I’ve always been strongly influenced by cinema. I’m rarely interested in photography, but often in videos made by artists. Film stills remain on my mind in a way that’s slightly different from photographs.
Since the first time I watched it in March or April, I've kept a screenshot on my phone from the film Dogtooth (2009) by Yorgos Lanthimos, who represents the new wave in Greek cinema. He also made The Lobster (2015) and The Killing of a Sacred Deer (2017). His films are very visual, and he has what I would call the eye of a photographer. They’re also extremely dark, and Dogtooth leaves you feeling anguished, but it hides its darkness behind a lighter appearance and colourful scenes. The movie as a whole is beautiful, but each individual scene is well orchestrated: if you paused at any moment, you’d have a really interesting still image.
Dogtooth is about an isolated family. The parents keep their kids completely outside the world by creating a fantasy to keep them at home. I have one scene in particular on my mind – the one that I saved on my phone. It depicts a birthday. We don't know whose birthday it is, but of course, only the family is present. At one point, the daughters perform a dance to their brother’s guitar, and it’s terrifyingly awkward. The scene arrives near the end of the film, and a lot of tension has been building. It reaches a point of almost unbearable uneasiness and you know something terrible is bound to happen, and yet it only becomes increasingly absurd.

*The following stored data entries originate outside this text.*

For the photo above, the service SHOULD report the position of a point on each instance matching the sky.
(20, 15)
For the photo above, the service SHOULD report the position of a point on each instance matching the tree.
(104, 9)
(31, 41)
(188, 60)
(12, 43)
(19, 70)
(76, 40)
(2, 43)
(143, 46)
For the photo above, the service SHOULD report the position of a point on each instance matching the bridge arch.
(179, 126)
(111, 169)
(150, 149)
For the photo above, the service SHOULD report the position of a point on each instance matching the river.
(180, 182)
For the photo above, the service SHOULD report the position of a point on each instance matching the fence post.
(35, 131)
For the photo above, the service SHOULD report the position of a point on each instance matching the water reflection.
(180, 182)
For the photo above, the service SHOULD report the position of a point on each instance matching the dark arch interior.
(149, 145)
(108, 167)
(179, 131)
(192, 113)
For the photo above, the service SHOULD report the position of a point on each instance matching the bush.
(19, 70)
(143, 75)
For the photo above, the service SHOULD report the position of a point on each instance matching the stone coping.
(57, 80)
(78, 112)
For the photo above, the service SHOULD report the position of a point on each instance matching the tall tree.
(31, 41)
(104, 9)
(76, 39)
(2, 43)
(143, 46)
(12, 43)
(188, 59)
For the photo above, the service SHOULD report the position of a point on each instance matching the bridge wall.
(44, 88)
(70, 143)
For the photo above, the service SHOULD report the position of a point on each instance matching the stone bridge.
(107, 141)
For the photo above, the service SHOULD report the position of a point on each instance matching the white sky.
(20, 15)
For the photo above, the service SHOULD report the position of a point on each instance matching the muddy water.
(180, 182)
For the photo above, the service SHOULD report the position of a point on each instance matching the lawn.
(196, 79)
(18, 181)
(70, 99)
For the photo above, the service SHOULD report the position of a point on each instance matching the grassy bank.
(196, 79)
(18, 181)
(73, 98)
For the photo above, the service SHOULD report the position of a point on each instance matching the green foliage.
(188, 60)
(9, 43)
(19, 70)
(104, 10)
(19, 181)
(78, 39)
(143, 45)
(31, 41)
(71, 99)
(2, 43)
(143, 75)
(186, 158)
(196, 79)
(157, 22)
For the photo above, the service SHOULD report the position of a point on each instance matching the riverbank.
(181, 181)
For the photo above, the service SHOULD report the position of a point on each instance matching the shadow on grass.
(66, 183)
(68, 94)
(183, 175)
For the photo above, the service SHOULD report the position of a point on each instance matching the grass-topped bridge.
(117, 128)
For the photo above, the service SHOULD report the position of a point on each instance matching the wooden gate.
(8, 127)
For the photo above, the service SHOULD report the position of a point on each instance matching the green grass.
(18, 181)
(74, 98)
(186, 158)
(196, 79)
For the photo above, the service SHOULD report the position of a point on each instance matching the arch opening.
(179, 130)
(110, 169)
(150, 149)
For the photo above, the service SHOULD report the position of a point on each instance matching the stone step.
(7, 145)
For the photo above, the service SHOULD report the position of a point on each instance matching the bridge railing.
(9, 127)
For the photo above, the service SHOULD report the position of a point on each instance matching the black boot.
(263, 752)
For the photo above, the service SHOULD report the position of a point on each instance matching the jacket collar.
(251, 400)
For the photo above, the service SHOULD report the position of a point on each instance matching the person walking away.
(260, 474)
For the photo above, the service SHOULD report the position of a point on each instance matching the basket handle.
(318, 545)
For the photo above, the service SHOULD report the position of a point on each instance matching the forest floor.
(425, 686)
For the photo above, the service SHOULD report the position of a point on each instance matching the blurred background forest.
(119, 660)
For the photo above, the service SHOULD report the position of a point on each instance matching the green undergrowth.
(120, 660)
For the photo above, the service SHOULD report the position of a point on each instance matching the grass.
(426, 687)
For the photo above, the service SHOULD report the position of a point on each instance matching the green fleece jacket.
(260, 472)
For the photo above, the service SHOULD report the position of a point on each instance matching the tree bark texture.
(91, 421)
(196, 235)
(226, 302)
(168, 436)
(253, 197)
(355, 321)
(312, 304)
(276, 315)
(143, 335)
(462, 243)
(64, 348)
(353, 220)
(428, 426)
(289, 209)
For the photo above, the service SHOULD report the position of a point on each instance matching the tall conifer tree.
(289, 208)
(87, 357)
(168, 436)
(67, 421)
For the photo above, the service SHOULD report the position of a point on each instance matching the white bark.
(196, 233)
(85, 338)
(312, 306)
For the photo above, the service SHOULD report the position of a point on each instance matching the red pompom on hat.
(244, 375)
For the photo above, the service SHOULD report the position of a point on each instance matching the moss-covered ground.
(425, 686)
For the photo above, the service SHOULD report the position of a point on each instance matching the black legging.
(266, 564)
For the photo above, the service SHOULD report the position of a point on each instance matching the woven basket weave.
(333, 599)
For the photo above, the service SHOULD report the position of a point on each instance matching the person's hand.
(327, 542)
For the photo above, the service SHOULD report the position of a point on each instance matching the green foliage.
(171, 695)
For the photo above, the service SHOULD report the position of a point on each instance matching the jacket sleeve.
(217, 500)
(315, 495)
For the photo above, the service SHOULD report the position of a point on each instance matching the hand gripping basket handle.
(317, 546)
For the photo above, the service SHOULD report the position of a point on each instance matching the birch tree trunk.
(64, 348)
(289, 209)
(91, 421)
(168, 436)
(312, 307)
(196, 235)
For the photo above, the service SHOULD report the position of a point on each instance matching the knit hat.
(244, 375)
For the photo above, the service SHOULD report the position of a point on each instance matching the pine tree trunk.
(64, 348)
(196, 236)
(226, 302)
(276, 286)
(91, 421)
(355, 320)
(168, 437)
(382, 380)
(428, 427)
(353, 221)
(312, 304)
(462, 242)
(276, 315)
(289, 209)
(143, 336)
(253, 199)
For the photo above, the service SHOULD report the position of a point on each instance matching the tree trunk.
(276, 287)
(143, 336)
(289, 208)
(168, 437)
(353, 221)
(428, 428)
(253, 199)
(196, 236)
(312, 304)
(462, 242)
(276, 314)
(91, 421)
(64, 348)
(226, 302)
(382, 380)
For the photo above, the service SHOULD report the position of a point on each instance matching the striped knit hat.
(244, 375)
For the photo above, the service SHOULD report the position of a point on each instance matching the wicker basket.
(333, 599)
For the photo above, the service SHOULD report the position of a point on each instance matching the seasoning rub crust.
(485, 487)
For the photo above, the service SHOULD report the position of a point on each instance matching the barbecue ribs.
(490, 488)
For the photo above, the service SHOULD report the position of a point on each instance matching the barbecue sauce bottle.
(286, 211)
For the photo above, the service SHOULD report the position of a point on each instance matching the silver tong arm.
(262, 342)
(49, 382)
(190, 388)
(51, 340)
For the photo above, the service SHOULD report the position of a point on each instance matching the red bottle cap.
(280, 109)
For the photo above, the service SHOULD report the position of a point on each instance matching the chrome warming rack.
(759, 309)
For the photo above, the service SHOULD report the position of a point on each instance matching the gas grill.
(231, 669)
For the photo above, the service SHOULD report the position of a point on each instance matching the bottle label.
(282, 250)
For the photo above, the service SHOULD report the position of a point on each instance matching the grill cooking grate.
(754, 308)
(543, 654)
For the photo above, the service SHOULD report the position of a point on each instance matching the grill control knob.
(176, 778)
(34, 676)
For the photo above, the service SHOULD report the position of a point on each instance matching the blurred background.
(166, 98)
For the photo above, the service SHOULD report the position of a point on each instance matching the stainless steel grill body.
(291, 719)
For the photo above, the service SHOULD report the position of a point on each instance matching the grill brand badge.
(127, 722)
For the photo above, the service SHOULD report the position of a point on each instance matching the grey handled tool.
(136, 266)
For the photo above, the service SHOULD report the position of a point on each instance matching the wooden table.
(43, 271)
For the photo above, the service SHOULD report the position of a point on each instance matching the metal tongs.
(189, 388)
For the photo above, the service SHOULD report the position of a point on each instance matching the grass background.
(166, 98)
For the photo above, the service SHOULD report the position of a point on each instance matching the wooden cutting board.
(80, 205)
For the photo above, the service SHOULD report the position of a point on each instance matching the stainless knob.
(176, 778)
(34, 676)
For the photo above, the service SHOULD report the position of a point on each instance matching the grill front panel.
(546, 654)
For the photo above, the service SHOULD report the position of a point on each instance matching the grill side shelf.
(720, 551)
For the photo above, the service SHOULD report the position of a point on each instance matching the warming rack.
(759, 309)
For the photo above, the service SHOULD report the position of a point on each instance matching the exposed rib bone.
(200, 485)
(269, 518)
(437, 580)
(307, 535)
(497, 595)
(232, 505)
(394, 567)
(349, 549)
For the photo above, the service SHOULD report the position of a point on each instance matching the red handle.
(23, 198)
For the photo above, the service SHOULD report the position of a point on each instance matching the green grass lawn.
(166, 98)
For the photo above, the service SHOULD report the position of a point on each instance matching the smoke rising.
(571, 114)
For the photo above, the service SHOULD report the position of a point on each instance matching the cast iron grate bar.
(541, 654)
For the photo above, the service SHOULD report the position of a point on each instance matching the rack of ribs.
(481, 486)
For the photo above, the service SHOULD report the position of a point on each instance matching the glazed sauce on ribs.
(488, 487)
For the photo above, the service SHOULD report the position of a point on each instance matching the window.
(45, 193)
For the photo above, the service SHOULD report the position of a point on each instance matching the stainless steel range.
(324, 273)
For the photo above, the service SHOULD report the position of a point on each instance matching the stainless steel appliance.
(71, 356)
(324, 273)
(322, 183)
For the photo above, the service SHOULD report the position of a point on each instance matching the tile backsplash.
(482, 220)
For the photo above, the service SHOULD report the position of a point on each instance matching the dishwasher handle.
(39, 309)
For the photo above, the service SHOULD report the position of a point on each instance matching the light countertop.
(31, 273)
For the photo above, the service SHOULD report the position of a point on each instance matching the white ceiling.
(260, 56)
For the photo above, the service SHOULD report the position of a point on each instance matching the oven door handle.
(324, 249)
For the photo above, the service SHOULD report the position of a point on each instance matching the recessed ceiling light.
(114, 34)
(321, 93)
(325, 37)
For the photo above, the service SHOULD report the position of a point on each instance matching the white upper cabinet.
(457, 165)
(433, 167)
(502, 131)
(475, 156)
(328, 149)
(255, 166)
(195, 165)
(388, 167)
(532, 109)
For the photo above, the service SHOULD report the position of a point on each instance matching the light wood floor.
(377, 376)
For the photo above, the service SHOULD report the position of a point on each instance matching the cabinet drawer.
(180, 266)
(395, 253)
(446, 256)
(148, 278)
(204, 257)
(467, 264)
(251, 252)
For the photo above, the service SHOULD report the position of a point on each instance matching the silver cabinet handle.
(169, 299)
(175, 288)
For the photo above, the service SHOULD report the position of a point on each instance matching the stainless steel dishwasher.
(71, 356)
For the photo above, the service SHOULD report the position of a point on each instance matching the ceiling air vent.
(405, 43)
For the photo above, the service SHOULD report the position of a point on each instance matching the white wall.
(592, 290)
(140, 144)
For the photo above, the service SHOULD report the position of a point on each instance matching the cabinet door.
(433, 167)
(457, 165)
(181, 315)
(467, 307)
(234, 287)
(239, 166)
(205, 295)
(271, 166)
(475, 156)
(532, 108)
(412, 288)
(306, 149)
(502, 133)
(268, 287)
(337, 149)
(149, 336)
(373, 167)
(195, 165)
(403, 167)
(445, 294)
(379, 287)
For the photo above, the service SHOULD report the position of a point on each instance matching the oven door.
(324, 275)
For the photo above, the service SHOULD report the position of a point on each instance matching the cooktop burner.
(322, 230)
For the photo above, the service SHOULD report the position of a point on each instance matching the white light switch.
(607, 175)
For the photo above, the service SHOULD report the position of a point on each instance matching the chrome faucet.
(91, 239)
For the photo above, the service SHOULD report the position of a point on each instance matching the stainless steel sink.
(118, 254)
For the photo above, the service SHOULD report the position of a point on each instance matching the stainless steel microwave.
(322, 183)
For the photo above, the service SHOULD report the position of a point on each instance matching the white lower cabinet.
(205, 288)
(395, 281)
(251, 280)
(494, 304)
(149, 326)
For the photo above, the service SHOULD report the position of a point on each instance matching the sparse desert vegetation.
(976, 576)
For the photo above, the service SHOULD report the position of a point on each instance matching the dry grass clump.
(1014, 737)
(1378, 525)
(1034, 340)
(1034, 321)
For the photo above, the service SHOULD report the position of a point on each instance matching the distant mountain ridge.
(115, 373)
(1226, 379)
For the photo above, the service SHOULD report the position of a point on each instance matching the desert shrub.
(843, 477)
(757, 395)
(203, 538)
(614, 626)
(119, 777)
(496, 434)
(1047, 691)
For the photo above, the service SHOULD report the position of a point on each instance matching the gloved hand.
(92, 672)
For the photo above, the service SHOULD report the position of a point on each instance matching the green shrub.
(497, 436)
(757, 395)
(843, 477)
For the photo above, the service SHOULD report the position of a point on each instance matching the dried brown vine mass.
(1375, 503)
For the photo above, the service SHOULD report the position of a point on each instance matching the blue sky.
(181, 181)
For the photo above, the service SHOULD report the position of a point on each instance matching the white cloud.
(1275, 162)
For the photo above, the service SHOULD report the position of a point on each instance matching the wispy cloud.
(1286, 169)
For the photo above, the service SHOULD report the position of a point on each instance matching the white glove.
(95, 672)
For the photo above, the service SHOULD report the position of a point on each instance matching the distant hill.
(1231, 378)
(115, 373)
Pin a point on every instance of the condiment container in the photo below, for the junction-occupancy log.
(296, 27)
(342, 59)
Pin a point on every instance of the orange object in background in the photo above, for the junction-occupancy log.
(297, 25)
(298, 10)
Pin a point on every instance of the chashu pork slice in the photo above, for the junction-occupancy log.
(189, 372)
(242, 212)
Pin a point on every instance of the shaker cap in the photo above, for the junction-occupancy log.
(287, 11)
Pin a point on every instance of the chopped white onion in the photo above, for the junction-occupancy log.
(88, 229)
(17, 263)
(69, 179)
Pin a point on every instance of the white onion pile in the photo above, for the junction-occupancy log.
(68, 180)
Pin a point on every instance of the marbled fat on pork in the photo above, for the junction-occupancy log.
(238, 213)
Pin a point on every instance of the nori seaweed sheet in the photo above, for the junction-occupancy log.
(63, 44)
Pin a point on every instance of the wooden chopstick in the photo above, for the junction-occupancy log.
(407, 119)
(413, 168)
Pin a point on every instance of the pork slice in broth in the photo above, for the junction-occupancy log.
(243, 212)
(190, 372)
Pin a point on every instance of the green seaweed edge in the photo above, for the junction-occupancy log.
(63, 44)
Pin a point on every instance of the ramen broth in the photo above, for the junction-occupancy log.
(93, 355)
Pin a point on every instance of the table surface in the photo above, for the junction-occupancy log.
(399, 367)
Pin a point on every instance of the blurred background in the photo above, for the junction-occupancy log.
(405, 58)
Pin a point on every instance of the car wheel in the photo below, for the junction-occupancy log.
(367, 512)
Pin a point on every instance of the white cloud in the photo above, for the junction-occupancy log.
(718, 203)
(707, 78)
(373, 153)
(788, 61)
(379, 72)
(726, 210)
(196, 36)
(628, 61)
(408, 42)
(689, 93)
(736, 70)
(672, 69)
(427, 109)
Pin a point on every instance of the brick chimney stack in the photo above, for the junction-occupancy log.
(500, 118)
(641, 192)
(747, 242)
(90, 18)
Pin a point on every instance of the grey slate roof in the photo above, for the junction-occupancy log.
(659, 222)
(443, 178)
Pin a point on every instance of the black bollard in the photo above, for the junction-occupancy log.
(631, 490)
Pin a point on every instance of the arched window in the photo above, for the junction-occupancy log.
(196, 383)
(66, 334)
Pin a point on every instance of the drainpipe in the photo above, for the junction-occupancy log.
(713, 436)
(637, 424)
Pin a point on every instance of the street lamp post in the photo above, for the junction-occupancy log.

I’ve grown up with an education in cinema and watched all the classics, so many films made these days don't interest me at all. I’m interested in an experience rather than entertainment. My expectations when it comes to cinema are ridiculously high. When I see a movie, I want it to change my way of thinking, and almost change my life, and Dogtooth does this, in a way. I regularly look at that scene on my phone. I really love the grotesqueness, absurdity and darkness in the film. But it’s hard to watch – almost like witnessing an accident and being unable to look away.